Lineberger, 62, pleaded not guilty on Wednesday to two counts of theft of government money or property valued at less than $1,000. The case centers on records tied to Smith’s work on Trump and his handling of classified documents, including a report labeled “Volume II Report.”
What prosecutors say happened
According to the indictment, Lineberger received an email in January 2025 at her Justice Department account that contained copies of the Volume II Report. Prosecutors say that report reflected the final findings of Smith’s investigation into Trump’s alleged mishandling of classified material.
Lineberger was serving in a supervisory role in the Southern District of Florida U.S. Attorney’s Office in Fort Pierce during the Trump investigation and prosecution. She was not part of the special counsel team, but the office did support some parts of Smith’s work before he was formally appointed.
Use of personal email accounts
The Justice Department alleges that Lineberger later compiled portions of an internal DOJ memorandum and sent them from her government account to her personal Hotmail account in September 2025. The message was reportedly labeled “chocolate cake recipe.”
She is also accused of reopening the earlier email containing the Volume II Report in December 2025 and forwarding it to her personal Gmail account under the file name “Bundt_Cake_Recipe.pdf.” Prosecutors say those steps were used to move sensitive material outside government systems.

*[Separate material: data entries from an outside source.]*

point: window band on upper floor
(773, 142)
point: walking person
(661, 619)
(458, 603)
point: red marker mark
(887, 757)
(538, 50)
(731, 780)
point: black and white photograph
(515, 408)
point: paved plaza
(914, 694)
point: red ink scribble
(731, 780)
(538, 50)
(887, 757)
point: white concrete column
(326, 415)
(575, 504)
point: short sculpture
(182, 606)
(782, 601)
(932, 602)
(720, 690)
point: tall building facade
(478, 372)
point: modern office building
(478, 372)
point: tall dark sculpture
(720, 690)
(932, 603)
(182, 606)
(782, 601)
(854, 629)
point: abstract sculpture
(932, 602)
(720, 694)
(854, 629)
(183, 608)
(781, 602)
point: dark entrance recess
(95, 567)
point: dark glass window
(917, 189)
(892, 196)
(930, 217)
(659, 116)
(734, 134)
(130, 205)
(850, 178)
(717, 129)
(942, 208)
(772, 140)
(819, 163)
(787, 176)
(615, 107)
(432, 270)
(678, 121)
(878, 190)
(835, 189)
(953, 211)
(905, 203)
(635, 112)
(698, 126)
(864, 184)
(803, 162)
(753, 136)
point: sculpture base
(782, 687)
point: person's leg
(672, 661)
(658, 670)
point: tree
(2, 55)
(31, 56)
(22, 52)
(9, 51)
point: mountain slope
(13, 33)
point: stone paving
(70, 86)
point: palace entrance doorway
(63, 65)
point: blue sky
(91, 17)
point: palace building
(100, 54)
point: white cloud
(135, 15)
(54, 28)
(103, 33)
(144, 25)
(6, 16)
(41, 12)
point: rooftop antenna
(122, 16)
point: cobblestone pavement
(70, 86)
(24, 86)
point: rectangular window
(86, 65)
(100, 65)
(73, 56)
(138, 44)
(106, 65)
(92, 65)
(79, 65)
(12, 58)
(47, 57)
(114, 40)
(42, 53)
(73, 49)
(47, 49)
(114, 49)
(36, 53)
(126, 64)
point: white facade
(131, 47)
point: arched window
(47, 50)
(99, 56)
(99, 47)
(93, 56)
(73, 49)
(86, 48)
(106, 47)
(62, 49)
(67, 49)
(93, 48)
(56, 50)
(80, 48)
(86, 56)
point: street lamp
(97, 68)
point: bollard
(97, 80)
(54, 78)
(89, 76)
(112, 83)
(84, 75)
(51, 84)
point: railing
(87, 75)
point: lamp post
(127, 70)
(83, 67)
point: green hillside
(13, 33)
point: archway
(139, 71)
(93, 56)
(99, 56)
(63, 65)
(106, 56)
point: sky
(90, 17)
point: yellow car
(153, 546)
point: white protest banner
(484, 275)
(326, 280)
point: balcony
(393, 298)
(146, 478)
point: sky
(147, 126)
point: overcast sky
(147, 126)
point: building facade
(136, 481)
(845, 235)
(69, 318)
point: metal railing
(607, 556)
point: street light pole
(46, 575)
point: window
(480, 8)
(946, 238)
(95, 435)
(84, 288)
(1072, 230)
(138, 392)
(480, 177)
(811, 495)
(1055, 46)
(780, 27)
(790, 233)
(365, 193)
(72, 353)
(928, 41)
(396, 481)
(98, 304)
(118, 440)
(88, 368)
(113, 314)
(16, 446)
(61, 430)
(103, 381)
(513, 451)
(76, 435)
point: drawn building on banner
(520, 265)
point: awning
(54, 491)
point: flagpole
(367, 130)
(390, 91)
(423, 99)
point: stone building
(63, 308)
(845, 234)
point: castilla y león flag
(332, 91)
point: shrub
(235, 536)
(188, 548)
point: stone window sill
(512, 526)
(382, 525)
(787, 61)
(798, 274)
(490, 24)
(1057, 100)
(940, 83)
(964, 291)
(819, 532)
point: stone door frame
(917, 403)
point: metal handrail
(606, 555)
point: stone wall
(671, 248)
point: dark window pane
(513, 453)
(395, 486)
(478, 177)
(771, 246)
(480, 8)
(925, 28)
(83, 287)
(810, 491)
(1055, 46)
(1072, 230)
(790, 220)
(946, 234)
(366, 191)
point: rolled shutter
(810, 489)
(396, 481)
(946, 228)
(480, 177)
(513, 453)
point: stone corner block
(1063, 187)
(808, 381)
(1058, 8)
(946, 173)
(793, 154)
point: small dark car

Court orders and sealed material
The indictment says the report was already covered by a January 2025 court order that barred any Justice Department official from “releasing, sharing or transmitting” it outside the department. That restriction came after District Judge Aileen Cannon moved to block release of Volume II in February 2026.
In a 15-page ruling, Cannon said it was “not customary” for a prosecutor to publicly release findings in a case that had been dismissed. She had previously thrown out the Trump case before he was re-elected to a second term, saying Smith’s appointment as special counsel was unconstitutional.
Why the documents mattered
The filing points to intense legal fights over Smith’s material, with Trump Justice Department officials and lawyers for his co-defendants arguing that the special counsel’s filings should never be released and were invalid. That dispute made the handling of the records especially sensitive, even before the allegations against Lineberger emerged.
If convicted, Lineberger faces up to 20 years in prison. The case adds another layer to the long-running legal conflict over the Trump documents investigation and the handling of the special counsel’s confidential findings.